Re: [PATCH v3 1/2] driver core: detach device's pm_domain after devres_release_all
From: Rafael J. Wysocki
Date: Wed Aug 30 2017 - 08:13:03 EST
On Wednesday, August 30, 2017 3:34:26 AM CEST Shawn Lin wrote:
> The intention of this patch is to move dev_pm_domain_detach after
> devres_release_all to avoid possible accessing device's registers
> with genpd been powered off.
>
> Many common IP drivers use devm_request_irq to request irq for either
> shared irq or non-shared irq. So we rely on devres_release_all to
> free irq automatically. However we could see a situation that if the
> driver use devm_request_irq to register a shared irq and unbind the
> driver later, the irq could be triggerd cocurrently just between
> finishing dev_pm_domain_detach and calling devm_irq_release, so that
> driver's ISR should be called and try to access device's register, which
> may hang up the system. The reason is that some SoCs, including Rockchips'
> SoCs, couldn't support accessing controllers' registers w/o clk and power
> domain enabled.
>
> Also we have CONFIG_DEBUG_SHIRQ to theoretically expose this kind of
> problem as devm_free_irq -> __free_irq says: "It's a shared IRQ -- the
> driver ought to be prepared for an IRQ event to happen even now it's being
> freed". That will simulate the aforementioned situation as it fires
> extra irq action to make sure driver/system is robust enough to deal
> with this kind of problem.
>
> So now we face a two possible choices to fix this by
> (1) either using request_irq and free_irq directly
> (2) or moving dev_pm_domain_detach after devres_release_all which
> makes sure we free the irq before powering off power domain.
>
> However, choice (1) implies that devm_request_irq shouldn't exist
> or at least shouldn't be used for shared irq case. Meanwhile we don't
> know how many drivers have this kind of issue and need to fix. So
> choice (2) makes more sense to me, and that is the reason for why we
> need to fix it like what this patch does.
>
> Signed-off-by: Shawn Lin <shawn.lin@xxxxxxxxxxxxxx>
>
> ---
>
> Changes in v3:
> - fix the code path for consolidating the attach for both of driver
> and bus driver, and then move detach to the error path
> - rework the changelog
>
> drivers/base/dd.c | 16 ++++++++++++++++
> drivers/base/platform.c | 18 ++----------------
> 2 files changed, 18 insertions(+), 16 deletions(-)
>
> diff --git a/drivers/base/dd.c b/drivers/base/dd.c
> index ad44b40..aea0bb1 100644
> --- a/drivers/base/dd.c
> +++ b/drivers/base/dd.c
> @@ -25,7 +25,9 @@
> #include <linux/kthread.h>
> #include <linux/wait.h>
> #include <linux/async.h>
> +#include <linux/platform_device.h>
> #include <linux/pm_runtime.h>
> +#include <linux/pm_domain.h>
> #include <linux/pinctrl/devinfo.h>
>
> #include "base.h"
> @@ -356,6 +358,7 @@ static int really_probe(struct device *dev, struct device_driver *drv)

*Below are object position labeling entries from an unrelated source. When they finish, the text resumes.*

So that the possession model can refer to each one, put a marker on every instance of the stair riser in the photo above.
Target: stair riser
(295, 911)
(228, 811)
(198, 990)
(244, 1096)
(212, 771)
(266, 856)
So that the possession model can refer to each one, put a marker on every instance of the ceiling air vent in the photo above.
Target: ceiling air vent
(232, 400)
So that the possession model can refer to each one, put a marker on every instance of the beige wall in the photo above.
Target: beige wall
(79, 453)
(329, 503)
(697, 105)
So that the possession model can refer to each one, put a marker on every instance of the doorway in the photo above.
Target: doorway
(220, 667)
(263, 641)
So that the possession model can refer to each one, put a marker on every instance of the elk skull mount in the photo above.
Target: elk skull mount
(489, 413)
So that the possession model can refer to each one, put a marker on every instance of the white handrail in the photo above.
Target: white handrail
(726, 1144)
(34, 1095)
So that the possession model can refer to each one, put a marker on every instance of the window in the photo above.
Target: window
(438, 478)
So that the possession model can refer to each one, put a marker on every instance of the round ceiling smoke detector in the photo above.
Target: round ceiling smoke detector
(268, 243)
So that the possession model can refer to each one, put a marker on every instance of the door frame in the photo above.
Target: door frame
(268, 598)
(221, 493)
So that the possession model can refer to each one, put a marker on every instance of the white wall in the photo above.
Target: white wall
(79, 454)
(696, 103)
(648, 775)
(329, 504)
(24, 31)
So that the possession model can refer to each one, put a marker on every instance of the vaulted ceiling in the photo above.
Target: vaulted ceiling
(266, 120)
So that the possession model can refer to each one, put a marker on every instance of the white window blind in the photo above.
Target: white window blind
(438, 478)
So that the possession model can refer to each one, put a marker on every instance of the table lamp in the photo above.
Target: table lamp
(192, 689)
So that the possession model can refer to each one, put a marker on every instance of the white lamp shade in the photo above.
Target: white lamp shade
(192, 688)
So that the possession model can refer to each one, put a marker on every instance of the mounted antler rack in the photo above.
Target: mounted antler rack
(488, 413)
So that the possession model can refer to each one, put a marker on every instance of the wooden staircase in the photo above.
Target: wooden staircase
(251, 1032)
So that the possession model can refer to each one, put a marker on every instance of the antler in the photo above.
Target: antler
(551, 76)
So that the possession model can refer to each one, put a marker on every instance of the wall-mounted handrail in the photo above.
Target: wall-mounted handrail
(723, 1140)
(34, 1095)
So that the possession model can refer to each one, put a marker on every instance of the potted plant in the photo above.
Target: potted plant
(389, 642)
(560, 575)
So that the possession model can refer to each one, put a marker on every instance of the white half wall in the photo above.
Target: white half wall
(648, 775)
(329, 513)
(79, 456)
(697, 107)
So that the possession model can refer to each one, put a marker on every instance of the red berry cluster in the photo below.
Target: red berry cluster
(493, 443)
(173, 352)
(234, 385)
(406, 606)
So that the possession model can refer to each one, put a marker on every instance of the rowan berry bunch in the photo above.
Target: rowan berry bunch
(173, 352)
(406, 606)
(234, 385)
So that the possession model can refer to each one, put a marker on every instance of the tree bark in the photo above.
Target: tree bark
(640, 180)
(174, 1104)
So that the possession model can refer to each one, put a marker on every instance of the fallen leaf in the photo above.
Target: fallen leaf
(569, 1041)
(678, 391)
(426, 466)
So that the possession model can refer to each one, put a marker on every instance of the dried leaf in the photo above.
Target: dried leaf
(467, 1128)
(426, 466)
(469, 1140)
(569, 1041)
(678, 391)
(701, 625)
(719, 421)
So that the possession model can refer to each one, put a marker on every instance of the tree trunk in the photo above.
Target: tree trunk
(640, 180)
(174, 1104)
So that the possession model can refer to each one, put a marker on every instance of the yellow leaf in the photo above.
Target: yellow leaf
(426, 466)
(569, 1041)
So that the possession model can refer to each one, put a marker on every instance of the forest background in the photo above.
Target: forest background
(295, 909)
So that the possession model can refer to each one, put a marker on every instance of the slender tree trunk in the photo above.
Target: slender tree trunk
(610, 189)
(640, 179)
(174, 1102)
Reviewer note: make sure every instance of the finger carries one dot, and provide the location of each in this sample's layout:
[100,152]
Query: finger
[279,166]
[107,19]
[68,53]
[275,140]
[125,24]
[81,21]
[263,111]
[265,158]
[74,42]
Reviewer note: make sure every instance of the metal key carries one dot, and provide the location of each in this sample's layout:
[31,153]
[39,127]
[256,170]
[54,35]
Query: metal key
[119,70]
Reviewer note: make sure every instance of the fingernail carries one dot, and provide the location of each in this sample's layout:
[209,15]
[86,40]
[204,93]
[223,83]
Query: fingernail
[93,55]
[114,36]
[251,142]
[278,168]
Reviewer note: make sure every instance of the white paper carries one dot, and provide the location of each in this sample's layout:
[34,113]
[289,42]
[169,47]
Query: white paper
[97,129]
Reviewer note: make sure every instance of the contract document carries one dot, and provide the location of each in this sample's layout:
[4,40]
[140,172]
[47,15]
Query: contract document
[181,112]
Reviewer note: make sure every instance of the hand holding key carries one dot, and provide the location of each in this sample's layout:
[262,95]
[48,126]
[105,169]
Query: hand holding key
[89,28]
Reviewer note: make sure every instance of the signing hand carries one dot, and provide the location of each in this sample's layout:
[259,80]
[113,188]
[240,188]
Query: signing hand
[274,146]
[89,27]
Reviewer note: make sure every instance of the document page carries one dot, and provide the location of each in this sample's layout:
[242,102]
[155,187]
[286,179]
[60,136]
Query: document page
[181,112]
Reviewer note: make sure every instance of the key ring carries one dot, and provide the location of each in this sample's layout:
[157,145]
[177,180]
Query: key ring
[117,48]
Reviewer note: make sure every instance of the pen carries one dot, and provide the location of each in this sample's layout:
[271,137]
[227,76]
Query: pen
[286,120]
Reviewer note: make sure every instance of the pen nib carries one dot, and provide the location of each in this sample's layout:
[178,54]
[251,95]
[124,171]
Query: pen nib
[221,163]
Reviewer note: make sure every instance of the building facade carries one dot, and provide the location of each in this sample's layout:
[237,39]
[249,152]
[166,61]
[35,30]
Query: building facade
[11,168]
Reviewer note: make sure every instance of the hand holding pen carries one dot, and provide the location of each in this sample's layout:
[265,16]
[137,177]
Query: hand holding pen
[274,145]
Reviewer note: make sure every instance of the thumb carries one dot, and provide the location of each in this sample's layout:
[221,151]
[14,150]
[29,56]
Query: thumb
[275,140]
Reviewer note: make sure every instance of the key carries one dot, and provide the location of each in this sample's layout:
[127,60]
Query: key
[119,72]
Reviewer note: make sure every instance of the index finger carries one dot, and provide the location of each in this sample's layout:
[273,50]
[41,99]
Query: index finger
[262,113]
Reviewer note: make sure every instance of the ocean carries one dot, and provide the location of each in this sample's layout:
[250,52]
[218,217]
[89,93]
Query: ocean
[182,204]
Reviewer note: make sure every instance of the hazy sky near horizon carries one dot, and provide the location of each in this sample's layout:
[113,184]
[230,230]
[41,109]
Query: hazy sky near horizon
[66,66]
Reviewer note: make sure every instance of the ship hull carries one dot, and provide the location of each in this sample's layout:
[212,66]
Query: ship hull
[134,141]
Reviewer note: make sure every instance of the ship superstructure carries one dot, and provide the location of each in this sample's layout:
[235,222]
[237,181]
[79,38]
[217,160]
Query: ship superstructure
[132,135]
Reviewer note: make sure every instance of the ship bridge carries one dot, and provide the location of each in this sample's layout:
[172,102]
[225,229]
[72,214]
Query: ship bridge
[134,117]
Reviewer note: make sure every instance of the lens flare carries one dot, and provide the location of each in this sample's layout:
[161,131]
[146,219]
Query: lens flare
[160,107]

> int local_trigger_count = atomic_read(&deferred_trigger_count);
> bool test_remove = IS_ENABLED(CONFIG_DEBUG_TEST_DRIVER_REMOVE) &&
> !drv->suppress_bind_attrs;
> + struct platform_driver *pdrv;
Oh.
>
> if (defer_all_probes) {
> /*
> @@ -409,6 +412,16 @@ static int really_probe(struct device *dev, struct device_driver *drv)
> */
> devices_kset_move_last(dev);
>
> + ret = dev_pm_domain_attach(dev, true);
Are you sure this can go here?
> + pdrv = to_platform_driver(dev->driver);
Well, no. There has to be a better way.
> + /* don't fail if just dev_pm_domain_attach failed */
> + if (pdrv && pdrv->prevent_deferred_probe &&
> + ret == -EPROBE_DEFER) {
> + dev_warn(dev, "probe deferral not supported\n");
> + ret = -ENXIO;
> + goto probe_failed;
> + }
> +
> if (dev->bus->probe) {
> ret = dev->bus->probe(dev);
> if (ret)
> @@ -428,6 +441,7 @@ static int really_probe(struct device *dev, struct device_driver *drv)
> drv->remove(dev);
>
> devres_release_all(dev);
> + dev_pm_domain_detach(dev, true);
> driver_sysfs_remove(dev);
> dev->driver = NULL;
> dev_set_drvdata(dev, NULL);
> @@ -458,6 +472,7 @@ static int really_probe(struct device *dev, struct device_driver *drv)
> pinctrl_bind_failed:
> device_links_no_driver(dev);
> devres_release_all(dev);
> + dev_pm_domain_detach(dev, true);
> driver_sysfs_remove(dev);
> dev->driver = NULL;
> dev_set_drvdata(dev, NULL);
> @@ -864,6 +879,7 @@ static void __device_release_driver(struct device *dev, struct device *parent)
> dma_deconfigure(dev);
>
> devres_release_all(dev);
> + dev_pm_domain_detach(dev, true);
> dev->driver = NULL;
> dev_set_drvdata(dev, NULL);
> if (dev->pm_domain && dev->pm_domain->dismiss)
> diff --git a/drivers/base/platform.c b/drivers/base/platform.c
> index d1bd992..8fa688d 100644
> --- a/drivers/base/platform.c
> +++ b/drivers/base/platform.c
> @@ -572,22 +572,8 @@ static int platform_drv_probe(struct device *_dev)
> if (ret < 0)
> return ret;
>
> - ret = dev_pm_domain_attach(_dev, true);
There are other bus types using dev_pm_domain_attach() IIRC, so why is
platform special?
> - if (ret != -EPROBE_DEFER) {
> - if (drv->probe) {
> - ret = drv->probe(dev);
> - if (ret)
> - dev_pm_domain_detach(_dev, true);
> - } else {
> - /* don't fail if just dev_pm_domain_attach failed */
> - ret = 0;
> - }
> - }
> -
> - if (drv->prevent_deferred_probe && ret == -EPROBE_DEFER) {
> - dev_warn(_dev, "probe deferral not supported\n");
> - ret = -ENXIO;
> - }
> + if (drv->probe)
> + ret = drv->probe(dev);
>
> return ret;
> }
>
The last part is not related to PM domains. Why does it need to be changed?
Thanks,
Rafael